Q: What is InMoment's mission and culture like? At InMoment, we are dedicated to our Experience Improvement (XI) mission, helping clients enhance experiences at the intersection of value—where customer, employee, and business needs converge. We challenge the status quo, drive innovation with our state-of-the-art technology, and support a unique culture that emphasizes owning the moments that matter. Our team is committed to making an impact in every interaction.
Q: What qualifications are needed for the Data Scientist position at InMoment? To qualify for this role, you should have a Ph.D. in a relevant field or extensive professional experience, a background in market research or statistically sophisticated fields, advanced statistical programming skills (especially in R or SAS), and enthusiasm for cutting-edge approaches like Bayesian Inference and Causal Modeling.
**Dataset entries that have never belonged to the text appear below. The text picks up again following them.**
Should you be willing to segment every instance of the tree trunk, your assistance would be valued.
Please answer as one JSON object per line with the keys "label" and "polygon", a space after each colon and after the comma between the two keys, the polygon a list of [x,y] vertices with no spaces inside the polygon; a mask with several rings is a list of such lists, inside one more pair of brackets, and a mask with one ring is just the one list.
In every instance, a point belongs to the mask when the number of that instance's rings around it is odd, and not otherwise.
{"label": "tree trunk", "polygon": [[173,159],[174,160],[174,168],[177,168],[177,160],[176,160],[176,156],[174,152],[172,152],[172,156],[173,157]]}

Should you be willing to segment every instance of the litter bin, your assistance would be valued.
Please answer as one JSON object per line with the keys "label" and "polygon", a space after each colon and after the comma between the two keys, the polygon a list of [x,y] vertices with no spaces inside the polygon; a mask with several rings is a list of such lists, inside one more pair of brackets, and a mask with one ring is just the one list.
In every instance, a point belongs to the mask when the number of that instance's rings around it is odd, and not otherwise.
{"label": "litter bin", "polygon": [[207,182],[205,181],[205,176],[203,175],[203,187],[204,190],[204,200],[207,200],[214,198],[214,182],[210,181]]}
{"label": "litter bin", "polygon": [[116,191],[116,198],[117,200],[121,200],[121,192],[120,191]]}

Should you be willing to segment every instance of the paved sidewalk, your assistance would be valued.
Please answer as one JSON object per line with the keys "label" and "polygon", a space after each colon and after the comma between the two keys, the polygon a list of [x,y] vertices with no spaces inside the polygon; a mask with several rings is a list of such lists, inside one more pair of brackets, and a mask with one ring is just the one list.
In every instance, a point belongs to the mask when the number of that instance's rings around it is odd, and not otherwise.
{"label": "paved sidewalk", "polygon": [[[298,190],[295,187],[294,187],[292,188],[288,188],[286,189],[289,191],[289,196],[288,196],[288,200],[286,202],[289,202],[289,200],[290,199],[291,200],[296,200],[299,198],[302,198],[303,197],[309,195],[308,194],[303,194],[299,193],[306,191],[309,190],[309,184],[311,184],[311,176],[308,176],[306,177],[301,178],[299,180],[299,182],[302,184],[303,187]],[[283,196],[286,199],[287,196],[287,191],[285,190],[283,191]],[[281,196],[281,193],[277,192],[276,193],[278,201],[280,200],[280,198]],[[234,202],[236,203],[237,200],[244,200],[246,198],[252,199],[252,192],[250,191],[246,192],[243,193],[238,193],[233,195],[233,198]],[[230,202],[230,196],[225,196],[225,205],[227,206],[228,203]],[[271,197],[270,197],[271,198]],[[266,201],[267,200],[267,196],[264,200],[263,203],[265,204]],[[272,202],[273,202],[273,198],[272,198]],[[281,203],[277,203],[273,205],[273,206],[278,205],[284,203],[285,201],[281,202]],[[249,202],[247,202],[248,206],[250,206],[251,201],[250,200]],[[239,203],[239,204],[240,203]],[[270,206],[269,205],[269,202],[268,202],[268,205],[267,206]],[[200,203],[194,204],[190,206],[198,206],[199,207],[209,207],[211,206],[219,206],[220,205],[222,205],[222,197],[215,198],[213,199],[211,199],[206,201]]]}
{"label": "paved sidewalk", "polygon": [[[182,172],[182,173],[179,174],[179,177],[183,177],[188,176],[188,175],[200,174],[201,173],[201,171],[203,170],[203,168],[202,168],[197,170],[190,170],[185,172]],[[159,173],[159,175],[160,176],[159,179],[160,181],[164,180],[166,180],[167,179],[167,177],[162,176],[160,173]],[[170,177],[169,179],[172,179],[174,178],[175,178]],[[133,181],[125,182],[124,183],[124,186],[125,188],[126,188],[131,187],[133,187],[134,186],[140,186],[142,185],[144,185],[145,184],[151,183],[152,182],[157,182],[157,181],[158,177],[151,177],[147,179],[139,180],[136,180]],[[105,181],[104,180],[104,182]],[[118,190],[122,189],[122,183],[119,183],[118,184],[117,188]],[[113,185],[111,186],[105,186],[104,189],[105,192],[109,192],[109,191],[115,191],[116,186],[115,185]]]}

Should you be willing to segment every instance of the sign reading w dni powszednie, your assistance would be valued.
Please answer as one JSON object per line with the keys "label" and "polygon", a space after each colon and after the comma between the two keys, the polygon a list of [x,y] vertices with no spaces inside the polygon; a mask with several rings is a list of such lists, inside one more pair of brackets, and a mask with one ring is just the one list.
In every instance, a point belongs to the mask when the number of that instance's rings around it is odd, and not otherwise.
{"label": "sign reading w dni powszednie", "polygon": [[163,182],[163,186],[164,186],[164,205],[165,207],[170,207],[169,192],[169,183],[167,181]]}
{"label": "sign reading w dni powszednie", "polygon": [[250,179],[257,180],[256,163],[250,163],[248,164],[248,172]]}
Q: What responsibilities does the Data Scientist role entail? As a Data Scientist at InMoment, you will consult on study design and analysis, including experimental design, sampling methodologies, and advanced statistical analyses. You'll collaborate with internal and external clients, scope projects, refine processes, and stay on the cutting edge of your field by identifying innovative problem-solving techniques.
Q: What benefits does InMoment offer to its employees? InMoment provides a variety of benefits, including autonomy with a flexible work schedule, unlimited PTO, comprehensive medical, dental, and vision insurance, a 401(k) plan with a generous company match, parental leave, access to wellbeing initiatives, and a supportive, collaborative work environment. We also have inclusion and diversity teams that promote different perspectives and backgrounds.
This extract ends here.